Grace

Grace Bradish

Growing up on a farm in Ontario, I learned incredible lessons at my mother's knee and felt family support at every stage of my development. This priceless resource has served me well. My mother had trained as a teacher and worked as such very briefly before her marriage. Later she became a stay-at-home Mum whose life revolved around her children. Four of us arrived in her first five years of marriage, and much later, two peri-menopausal after-thoughts, with me the ‘forever baby.’ There followed care to an ageing, demented mother-in-law and being special sister to Eleanor. My mother's whole being was about kindness and compassion to her family and her community.

By the time I was thinking about work, our mother already had two teachers and a secretary among her daughters, so I was the default nurse, the boys of course following Dad into farming. Her friend Mrs. Churchill, who had been a nurse, was a knowledgeable supporter of her persuasive encouragement!

I started in nursing as chief laundress at an Easter Seal Camp for handicapped children near Perth, Ontario. I spent the early 1980s in public health in London and Middlesex County. I worked next at War Memorial Children's Hospital (later Children's Hospital of Western Ontario), managing chronic disease in children with diabetes and cystic fibrosis. My nearly eighteen years in paediatrics in London provided me with a huge repository of experience and great respect for patient-centred, family-focused care delivery.

In 1994, I obtained further credentials, with a master of science in nursing. In 2001, I received certification as a nurse practitioner at the University of Western Ontario. The next year, I started in oncology at the London Regional Cancer Program as an advanced practice nurse in managing fatigue and anaemia – such common complaints for people with cancer. In my eight years there, I was privileged to develop a good rapport with the oncologists and other professionals.

In the summer of 2009, I started as a home-visiting nurse practitioner at the South West Community Care Access Centre, just weeks before I first met Jen and Rob. My patients now are primarily palliative clients, and I see them in their kitchens, living-rooms, and bedrooms. The protection of hospital walls is stripped away, and I need to rely on skills beyond the clinical. My first charge – a family with a dying mother in her eighties – asked me how long I had been in palliative care. I answered truthfully but mentioned my thirty years in nursing.

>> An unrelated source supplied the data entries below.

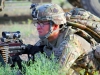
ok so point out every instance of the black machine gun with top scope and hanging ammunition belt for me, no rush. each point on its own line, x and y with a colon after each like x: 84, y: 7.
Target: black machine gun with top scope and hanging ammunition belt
x: 10, y: 45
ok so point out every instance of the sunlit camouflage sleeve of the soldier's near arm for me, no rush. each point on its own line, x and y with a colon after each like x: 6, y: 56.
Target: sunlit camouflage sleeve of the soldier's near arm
x: 72, y: 50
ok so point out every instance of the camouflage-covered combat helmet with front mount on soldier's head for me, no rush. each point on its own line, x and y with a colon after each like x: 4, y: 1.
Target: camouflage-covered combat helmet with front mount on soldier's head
x: 51, y: 12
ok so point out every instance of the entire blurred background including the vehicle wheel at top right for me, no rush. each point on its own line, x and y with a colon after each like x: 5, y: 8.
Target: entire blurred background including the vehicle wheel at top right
x: 16, y: 15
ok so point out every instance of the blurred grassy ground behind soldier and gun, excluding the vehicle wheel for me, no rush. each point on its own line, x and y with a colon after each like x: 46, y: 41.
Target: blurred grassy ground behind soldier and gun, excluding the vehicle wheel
x: 16, y: 16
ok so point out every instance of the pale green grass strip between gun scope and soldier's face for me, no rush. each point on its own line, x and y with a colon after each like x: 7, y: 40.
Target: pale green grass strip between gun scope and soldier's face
x: 26, y: 29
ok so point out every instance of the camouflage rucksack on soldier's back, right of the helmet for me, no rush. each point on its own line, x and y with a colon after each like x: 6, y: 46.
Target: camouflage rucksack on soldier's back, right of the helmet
x: 84, y: 17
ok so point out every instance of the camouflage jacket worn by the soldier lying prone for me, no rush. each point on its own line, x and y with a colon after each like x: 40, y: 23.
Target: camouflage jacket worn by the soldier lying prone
x: 74, y: 53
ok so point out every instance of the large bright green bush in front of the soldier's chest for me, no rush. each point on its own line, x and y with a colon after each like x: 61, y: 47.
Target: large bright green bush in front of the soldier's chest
x: 43, y: 66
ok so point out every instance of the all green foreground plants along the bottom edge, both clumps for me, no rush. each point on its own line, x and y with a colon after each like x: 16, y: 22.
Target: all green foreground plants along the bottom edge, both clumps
x: 41, y: 66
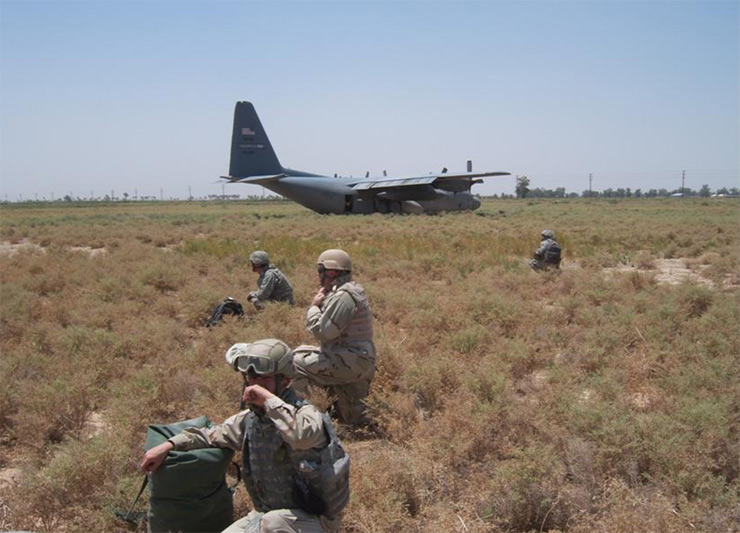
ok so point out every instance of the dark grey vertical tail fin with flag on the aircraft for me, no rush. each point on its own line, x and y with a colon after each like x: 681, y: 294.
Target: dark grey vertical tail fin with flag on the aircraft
x: 251, y: 151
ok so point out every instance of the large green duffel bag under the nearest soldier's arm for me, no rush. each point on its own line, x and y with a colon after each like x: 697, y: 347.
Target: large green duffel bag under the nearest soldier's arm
x: 188, y: 493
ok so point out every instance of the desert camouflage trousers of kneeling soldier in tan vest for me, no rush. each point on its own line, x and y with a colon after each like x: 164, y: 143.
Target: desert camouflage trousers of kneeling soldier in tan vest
x: 347, y: 375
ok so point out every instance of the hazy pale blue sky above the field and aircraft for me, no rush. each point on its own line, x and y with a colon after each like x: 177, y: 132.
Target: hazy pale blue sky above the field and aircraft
x: 138, y: 97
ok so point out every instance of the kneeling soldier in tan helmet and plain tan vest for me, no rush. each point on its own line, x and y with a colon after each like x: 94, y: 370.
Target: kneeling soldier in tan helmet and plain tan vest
x: 341, y: 320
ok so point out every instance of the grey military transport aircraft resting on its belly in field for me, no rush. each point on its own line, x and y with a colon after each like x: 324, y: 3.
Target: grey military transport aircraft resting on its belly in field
x: 254, y: 161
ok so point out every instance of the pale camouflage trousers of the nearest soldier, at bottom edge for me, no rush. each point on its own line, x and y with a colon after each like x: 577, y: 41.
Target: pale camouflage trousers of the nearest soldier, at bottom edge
x: 280, y: 521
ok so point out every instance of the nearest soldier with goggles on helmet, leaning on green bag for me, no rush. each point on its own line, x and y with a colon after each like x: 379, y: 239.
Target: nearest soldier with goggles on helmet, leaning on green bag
x: 284, y: 443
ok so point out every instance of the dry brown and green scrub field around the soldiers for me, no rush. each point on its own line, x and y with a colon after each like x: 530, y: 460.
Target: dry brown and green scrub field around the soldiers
x: 601, y: 398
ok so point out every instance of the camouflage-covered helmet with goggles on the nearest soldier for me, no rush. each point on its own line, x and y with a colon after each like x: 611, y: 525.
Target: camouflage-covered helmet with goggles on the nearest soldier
x: 264, y: 357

Cancer care is tough – it's a relentless disease. A lot of sad stories, a lot of loss; at the heart of it, however, people who, despite the psychic and physical pain, rise to another level. My mother's favourite biblical passage was I Corinthians 13, about love conquering everything – and to be witness to this in one's work is beyond understanding, the feelings are so profound.

My own life, with two remarkable young adult children, a home on the farm with all the accoutrements of nature (animal, mineral, and vegetable), and a husband who cares for animals, provides shelter and sustenance for me and meaning in my work.